American Secretary of State Hillary Clinton, "Remarks with Egyptian Foreign Minister
Ahmed Ali Aboul Gheit,"
4 November 2009, Cairo, in www.state.gov


"If truthfulness be the first essential for the ideal diplomatist, the second essential is precision. By this is meant not merely intellectual accuracy, but moral accuracy. The negotiator should be accurate both in mind and soul. The professional diplomatist is inured, from his earliest days as an attache, to rules of precision. It is the amateur diplomatist who is apt to be slovenly.
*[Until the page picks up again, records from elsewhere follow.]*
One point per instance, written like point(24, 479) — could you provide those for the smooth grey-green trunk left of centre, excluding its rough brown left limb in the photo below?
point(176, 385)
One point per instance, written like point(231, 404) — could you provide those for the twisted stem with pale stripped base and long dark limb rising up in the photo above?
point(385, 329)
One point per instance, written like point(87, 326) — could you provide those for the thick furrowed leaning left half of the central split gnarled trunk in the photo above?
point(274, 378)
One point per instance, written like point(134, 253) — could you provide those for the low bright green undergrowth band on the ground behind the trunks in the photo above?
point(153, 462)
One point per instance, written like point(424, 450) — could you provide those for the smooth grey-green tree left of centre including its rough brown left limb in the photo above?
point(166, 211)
Even politicians, even cabinet ministers, have been known to overlook the fact that diplomacy, as its name implies, is a written rather than a verbal art and the great high-roads of history are strewn with little shrines of peace which have either been left unfinished, or have collapsed when completed, for the sole reason that their foundations were built on the sands of some verbal misconception."
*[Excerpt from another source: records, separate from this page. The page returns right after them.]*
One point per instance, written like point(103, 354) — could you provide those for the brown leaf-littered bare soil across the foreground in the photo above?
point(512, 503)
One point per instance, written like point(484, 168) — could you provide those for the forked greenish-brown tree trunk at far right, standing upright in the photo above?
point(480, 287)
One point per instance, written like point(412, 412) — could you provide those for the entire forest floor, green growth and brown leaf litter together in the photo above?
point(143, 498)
Sir Harold Nicolson, Diplomacy. 1939.


There is little to add than what one may read in say the Financial Times, or indeed, if one reads carefully, the American State Departments own web site, to the near complete Clinton debacle this past five days. Originally, the American Secretary of State was going to be making various stops in the Near and Middle East, for purposes of endeavoring to (in the words of an unnamed State Department official):

"get a clear picture of where the two sides stood before she met Arab foreign ministers at a development summit in Morocco next week to try to drum up regional support for peace moves. 'She reported to the president last week that the process is going through a difficult patch and she is using the opportunity, being in the region, to consult with the leaders, see where they are, and how we can get the process moving forward again,'"
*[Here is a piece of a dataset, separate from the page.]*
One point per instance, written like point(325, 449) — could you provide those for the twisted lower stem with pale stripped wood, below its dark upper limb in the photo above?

"Abbas rebuff to Clinton's Peace Push," 30 October 2009, in www.ft.com


Any likelihood of success in that effort, completely collapsed after the press conference with the Israeli Prime Minister on the following day. It was pur et simple a complete wreak of any possibility of moving the peace process forward. Either with the Palestinian Authority or with the Arab governments in the region. Of course, this is not to imply that the peace process was going anywhere prior to the events of the 31st of October. They were not. As, by the bye, gentle reader I predicted in this journal would be the case almost one year ago. There is no history of Democratic Party, American President's putting pressure on Israeli leaders over the peace process (or anything else), particular in the first years of their term. And, so it has proven to be the case with the new American administration. With a keen insight into his antagonists, Israeli Prime Minister Netanyahu, understood this completely. Notwithstanding the fears in certain sectors of the Israeli press five to six months ago, about the Right-wing Likud government being cast adrift by the new American administration over the former's defence of their settlement policies, Netanyahu, did not blink, merely offering up a few sugary words for American consumption, and, voila! We have those wonderful mots of Madam Secretary Clinton of the week-end just past. The fact she has post-facto tried to take those words back, does not obviate the fact that she has enraged the PA authority and kicked the entire 'peace process', over aboard. Need I say any 'I told you so', about appointing someone with almost no diplomatic experience as Secretary of State, as I did about eleven months ago? Well, now we all know the end-result of such truly American hiring practices. Perhaps the Americans will reconsider them in the future? Lest more mistakes be made unnecessarily.